Phase 3 – Focused Experiments

Test 4: Emotional Intensity

Figure 17 presents results for the four selected models evaluated separately on low-intensity (183 samples) and high-intensity (218 samples) subsets, using the 7-class dataset (Neutral excluded). Under high-intensity conditions, Logistic Regression achieved the highest accuracy at 55.1% (SD = 6.7%, macro-F1 = 0.471), followed by Random Forest at 53.7% (SD = 7.2%, macro-F1 = 0.466), MLP 3-Layer at 49.1% (SD = 8.8%, macro-F1 = 0.420), and CNN-LSTM with Attention at 45.5% (SD = 10.5%, macro-F1 = 0.379). Under low-intensity conditions, performance dropped substantially for all models: Random Forest 42.5% (SD = 13.9%, macro-F1 = 0.354), Logistic Regression 41.2% (SD = 9.2%, macro-F1 = 0.347), MLP 3-Layer 35.5% (SD = 6.9%, macro-F1 = 0.271), and CNN-LSTM with Attention 23.3% (SD = 8.4%, macro-F1 = 0.134). The accuracy gap between high and low-intensity conditions was approximately 11-13% for classical models and 14-22% for neural models. Confusion matrices for all four models under both intensity conditions are shown in Figures 18-25.

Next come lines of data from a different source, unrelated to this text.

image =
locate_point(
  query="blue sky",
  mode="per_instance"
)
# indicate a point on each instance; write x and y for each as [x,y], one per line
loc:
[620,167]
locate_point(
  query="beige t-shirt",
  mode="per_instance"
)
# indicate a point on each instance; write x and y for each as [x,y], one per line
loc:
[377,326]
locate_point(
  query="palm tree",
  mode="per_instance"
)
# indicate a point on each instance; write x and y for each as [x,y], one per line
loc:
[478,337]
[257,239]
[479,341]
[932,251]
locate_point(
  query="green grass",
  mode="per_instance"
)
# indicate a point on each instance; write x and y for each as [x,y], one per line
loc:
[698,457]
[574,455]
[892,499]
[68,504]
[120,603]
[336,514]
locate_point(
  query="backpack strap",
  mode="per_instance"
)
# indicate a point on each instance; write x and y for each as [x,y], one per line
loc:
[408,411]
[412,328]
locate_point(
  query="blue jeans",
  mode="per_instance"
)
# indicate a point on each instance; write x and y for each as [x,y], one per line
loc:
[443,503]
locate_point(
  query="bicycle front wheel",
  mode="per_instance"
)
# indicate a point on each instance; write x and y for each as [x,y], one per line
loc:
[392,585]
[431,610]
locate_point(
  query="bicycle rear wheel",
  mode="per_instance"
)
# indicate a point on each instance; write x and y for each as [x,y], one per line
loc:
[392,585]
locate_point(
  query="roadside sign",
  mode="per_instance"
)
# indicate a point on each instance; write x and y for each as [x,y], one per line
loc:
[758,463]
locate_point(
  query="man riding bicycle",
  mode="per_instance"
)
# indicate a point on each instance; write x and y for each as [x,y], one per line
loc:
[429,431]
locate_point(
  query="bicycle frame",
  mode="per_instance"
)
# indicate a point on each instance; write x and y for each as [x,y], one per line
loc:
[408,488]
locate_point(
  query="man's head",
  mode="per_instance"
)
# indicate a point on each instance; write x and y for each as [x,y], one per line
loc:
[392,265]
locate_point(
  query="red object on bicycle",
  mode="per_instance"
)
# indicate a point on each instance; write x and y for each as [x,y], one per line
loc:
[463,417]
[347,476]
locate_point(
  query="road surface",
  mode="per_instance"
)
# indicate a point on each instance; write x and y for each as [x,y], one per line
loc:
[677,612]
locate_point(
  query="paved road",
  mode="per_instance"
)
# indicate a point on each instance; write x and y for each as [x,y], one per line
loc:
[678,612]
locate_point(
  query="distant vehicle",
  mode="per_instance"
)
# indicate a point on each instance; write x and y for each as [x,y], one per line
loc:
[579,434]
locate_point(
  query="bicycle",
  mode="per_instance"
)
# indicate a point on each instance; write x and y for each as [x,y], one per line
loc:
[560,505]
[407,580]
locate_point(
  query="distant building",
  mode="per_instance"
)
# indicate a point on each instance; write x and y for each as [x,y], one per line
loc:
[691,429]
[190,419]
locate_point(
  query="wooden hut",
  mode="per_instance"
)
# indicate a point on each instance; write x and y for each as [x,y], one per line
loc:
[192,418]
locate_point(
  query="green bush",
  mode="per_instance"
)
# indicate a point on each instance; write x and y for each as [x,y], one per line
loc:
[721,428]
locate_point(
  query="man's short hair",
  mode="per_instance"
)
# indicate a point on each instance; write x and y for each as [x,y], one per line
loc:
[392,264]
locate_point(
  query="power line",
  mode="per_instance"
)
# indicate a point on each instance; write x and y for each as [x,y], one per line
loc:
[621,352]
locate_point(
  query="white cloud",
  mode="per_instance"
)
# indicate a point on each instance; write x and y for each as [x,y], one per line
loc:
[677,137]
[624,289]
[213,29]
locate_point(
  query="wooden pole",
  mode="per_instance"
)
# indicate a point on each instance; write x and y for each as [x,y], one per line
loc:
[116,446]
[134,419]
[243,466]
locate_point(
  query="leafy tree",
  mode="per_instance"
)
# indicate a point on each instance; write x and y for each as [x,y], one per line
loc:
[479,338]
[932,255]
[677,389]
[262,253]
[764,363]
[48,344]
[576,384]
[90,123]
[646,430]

Test 5: Temporal Representation Confirmation

Figure 26 presents results for Random Forest and MLP 3-Layer evaluated across all three temporal conditions using the full 8-class dataset and all 41 features. For Random Forest, sentence-level features produced the highest accuracy at 43.9% (SD = 8.5%, macro-F1 = 0.385, n = 360), followed by 2-second windows at 41.8% (SD = 6.4%, macro-F1 = 0.336, n = 426), and 1-second windows at 33.8% (SD = 3.5%, macro-F1 = 0.294, n = 1,146). For MLP 3-Layer, 2-second windows produced the highest accuracy at 43.0% (SD = 9.1%, macro-F1 = 0.347, n = 426), followed by sentence-level at 38.9% (SD = 9.2%, macro-F1 = 0.331, n = 360), and 1-second windows at 30.9% (SD = 2.3%, macro-F1 = 0.279, n = 1,146). Both models showed a consistent and substantial drop at the 1-second window condition. Confusion matrices for all model-condition combinations are shown in Figures 27-32.